Hello, everyone. I haven’t been active on Virily for over a month because our internet connection had been acting up, but on top of that, I was trying to cope with the trauma of having to deal with my cat’s death. Some of you may have seen my previous blog posts about Tiny, our ginger cat. She was the oldest among our cats; we had her back in 2009 and she was so mischievous as a kitten; I’ve had way too many scars on my hands and arms because of her, and though she grew to become one of the sweetest cats I know, she was still mischievous at times. She was the de facto leader of our cats; she was the queen and no one would dare cross her, something that we all found very amusing. She has her soft side though, as she would randomly lie on us and purr until she falls asleep. She’s been through rough cases a lot of times; she has been attacked by the neighborhood dog twice, had her leg broken while fighting other cats, among other things, but she had always stayed strong, and we made sure that nothing bad is ever going to happen to her. Or at least we thought we did.

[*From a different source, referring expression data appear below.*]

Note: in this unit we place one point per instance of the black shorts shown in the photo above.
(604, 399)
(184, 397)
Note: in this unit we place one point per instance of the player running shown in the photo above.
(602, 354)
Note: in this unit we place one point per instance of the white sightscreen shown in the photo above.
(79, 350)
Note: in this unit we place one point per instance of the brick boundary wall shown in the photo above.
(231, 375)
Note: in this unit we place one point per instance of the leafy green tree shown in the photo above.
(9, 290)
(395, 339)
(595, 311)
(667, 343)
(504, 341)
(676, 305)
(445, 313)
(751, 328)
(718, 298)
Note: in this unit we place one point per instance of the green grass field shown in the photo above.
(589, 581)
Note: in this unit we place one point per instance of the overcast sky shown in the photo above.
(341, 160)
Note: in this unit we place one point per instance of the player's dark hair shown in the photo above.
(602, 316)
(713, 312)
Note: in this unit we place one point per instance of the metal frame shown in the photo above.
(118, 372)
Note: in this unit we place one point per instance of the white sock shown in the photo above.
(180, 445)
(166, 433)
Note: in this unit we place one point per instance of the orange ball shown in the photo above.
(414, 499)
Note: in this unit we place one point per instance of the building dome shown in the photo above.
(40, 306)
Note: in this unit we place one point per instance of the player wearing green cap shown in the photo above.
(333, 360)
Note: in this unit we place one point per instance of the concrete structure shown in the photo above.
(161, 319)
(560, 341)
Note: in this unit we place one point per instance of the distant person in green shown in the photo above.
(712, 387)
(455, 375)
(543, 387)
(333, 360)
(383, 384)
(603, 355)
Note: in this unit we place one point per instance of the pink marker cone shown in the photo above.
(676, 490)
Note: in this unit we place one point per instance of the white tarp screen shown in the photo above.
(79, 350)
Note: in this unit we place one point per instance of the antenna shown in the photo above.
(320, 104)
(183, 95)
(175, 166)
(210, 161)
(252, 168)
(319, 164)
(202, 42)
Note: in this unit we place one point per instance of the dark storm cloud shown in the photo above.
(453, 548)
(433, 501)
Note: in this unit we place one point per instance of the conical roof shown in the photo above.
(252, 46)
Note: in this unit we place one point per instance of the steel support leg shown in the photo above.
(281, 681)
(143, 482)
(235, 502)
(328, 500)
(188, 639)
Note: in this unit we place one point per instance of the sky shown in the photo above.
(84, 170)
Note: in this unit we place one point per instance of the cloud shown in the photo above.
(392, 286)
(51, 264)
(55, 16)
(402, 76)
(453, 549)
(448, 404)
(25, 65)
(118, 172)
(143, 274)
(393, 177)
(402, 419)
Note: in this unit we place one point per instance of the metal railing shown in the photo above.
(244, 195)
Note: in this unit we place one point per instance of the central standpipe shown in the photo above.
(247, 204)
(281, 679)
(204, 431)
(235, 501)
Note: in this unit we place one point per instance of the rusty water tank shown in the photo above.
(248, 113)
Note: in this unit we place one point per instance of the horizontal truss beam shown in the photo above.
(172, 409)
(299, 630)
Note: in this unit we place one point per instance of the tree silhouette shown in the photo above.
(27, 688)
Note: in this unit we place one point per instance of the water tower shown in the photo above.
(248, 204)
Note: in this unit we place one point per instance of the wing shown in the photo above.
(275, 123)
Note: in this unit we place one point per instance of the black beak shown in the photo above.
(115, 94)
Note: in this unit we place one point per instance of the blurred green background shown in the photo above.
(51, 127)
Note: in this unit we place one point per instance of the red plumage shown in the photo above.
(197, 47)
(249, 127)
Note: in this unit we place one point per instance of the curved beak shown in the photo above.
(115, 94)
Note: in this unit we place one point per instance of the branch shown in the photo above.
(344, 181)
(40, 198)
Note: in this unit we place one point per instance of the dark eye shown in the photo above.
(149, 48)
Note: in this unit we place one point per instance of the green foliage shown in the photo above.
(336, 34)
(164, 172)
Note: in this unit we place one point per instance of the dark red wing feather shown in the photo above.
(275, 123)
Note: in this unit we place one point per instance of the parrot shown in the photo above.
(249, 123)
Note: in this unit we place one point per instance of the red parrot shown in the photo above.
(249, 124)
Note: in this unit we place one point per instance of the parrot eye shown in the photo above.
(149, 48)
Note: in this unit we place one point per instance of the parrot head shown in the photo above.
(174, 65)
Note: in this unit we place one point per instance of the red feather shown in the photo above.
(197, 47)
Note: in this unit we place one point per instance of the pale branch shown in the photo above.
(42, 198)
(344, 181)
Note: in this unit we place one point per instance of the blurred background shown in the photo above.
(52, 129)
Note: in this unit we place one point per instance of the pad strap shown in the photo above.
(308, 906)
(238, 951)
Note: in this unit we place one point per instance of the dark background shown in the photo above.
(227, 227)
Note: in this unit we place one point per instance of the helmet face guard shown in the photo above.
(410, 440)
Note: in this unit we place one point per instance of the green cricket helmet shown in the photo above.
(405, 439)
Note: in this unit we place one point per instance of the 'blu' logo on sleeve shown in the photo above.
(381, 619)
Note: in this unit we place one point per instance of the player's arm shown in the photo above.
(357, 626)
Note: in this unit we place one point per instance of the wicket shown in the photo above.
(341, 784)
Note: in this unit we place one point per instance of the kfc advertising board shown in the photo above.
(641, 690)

Last February, she got hit my dad’s car through a freak accident. It was so traumatizing because I saw the whole thing happen and it was more traumatizing that I wasn’t able to do anything about it because by then I knew that she won’t survive it, and she didn’t. I spent the whole day crying and not eating and to be honest, I’m still depressed up to this point about what happened. March was a tougher time because I had to deal with the fact that she’s not really alive anymore and it was by that month that I allowed myself to truly accept it. After the day she died, I kinda shut myself off from everything; I didn’t allow myself to cry over her anymore not because I don’t miss her, in fact I miss her everyday but witnessing how she died was too heavy for me and I didn’t want to think about it anymore and so I did everything to distract myself. I’m still coping up to this point and I know that it won’t be easy but I’ve also accepted in me that she’s gone and all I have to do is to remember her and how she had been a great part of our lives.
I’m sorry that this is such a heavy topic but I just want to share about it because I want everyone to know how great of a cat she had been to us, and also to explain why I wasn’t able to post regularly here on Virily the way I used to.